ObjectFile(const lldb::ModuleSP &module_sp, const FileSpec *file_spec_ptr,
lldb::offset_t file_offset, lldb::offset_t length,
const lldb::DataBufferSP &data_sp, lldb::offset_t data_offset);
ObjectFile(const lldb::ModuleSP &module_sp, const lldb::ProcessSP &process_sp,
lldb::addr_t header_addr, lldb::DataBufferSP &data_sp);
/// Destructor.
///
/// The destructor is virtual since this class is designed to be inherited
/// from by the plug-in instance.
~ObjectFile() override;
/// Dump a description of this object to a Stream.
///
/// Dump a description of the current contents of this object to the
/// supplied stream \a s.
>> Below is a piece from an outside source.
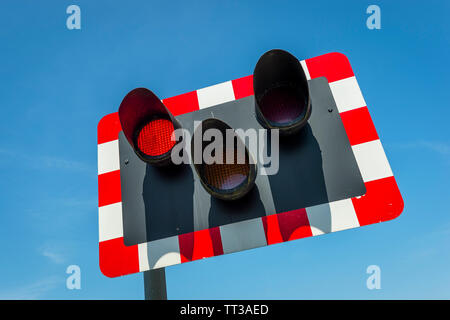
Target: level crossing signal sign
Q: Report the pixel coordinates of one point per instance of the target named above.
(330, 173)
The dumping should include the section list if it
/// has been parsed, and the symbol table if it has been parsed.
///
/// \param[in] s
/// The stream to which to dump the object description.
virtual void Dump(Stream *s) = 0;
/// Find a ObjectFile plug-in that can parse \a file_spec.
///
/// Scans all loaded plug-in interfaces that implement versions of the
/// ObjectFile plug-in interface and returns the first instance that can
/// parse the file.
///
/// \param[in] module
/// The parent module that owns this object file.
///
/// \param[in] file_spec
/// A file specification that indicates which file to use as the
/// object file.
///
/// \param[in] file_offset
/// The offset into the file at which to start parsing the
/// object. This is for files that contain multiple
/// architectures or objects.
///
/// \param[in] file_size
/// The size of the current object file if it can be determined
/// or if it is known. This can be zero.
///
/// \see ObjectFile::ParseHeader()
static lldb::ObjectFileSP
FindPlugin(const lldb::ModuleSP &module_sp, const FileSpec *file_spec,
lldb::offset_t file_offset, lldb::offset_t file_size,
lldb::DataBufferSP &data_sp, lldb::offset_t &data_offset);
/// Find a ObjectFile plug-in that can parse a file in memory.
///
/// Scans all loaded plug-in interfaces that implement versions of the
/// ObjectFile plug-in interface and returns the first instance that can
/// parse the file.
///
/// \param[in] module
/// The parent module that owns this object file.
///
/// \param[in] process_sp
/// A shared pointer to the process whose memory space contains
/// an object file. This will be stored as a std::weak_ptr.
///
/// \param[in] header_addr
/// The address of the header for the object file in memory.
static lldb::ObjectFileSP FindPlugin(const lldb::ModuleSP &module_sp,
const lldb::ProcessSP &process_sp,
lldb::addr_t header_addr,
lldb::DataBufferSP &file_data_sp);
static size_t GetModuleSpecifications(const FileSpec &file,
lldb::offset_t file_offset,
lldb::offset_t file_size,
ModuleSpecList &specs);
static size_t GetModuleSpecifications(const lldb_private::FileSpec &file,
lldb::DataBufferSP &data_sp,
lldb::offset_t data_offset,
lldb::offset_t file_offset,
lldb::offset_t file_size,
lldb_private::ModuleSpecList &specs);
/// Split a path into a file path with object name.
///
/// For paths like "/tmp/foo.a(bar.o)" we often need to split a path up into
/// the actual path name and into the object name so we can make a valid
/// object file from it.
///
/// \param[in] path_with_object
/// A path that might contain an archive path with a .o file
/// specified in parens in the basename of the path.
///
/// \param[out] archive_file
/// If \b true is returned, \a file_spec will be filled in with
/// the path to the archive.
///
/// \param[out] archive_object
/// If \b true is returned, \a object will be filled in with
/// the name of the object inside the archive.
///
/// \return
/// \b true if the path matches the pattern of archive + object
/// and \a archive_file and \a archive_object are modified,
/// \b false otherwise and \a archive_file and \a archive_object
/// are guaranteed to be remain unchanged.
static bool SplitArchivePathWithObject(
const char *path_with_object, lldb_private::FileSpec &archive_file,
lldb_private::ConstString &archive_object, bool must_exist);
/// Gets the address size in bytes for the current object file.
///
/// \return
/// The size of an address in bytes for the currently selected
/// architecture (and object for archives). Returns zero if no
/// architecture or object has been selected.
virtual uint32_t GetAddressByteSize() const = 0;
/// Get the address type given a file address in an object file.
///
/// Many binary file formats know what kinds This is primarily for ARM
/// binaries, though it can be applied to any executable file format that
/// supports different opcode types within the same binary. ARM binaries
/// support having both ARM and Thumb within the same executable container.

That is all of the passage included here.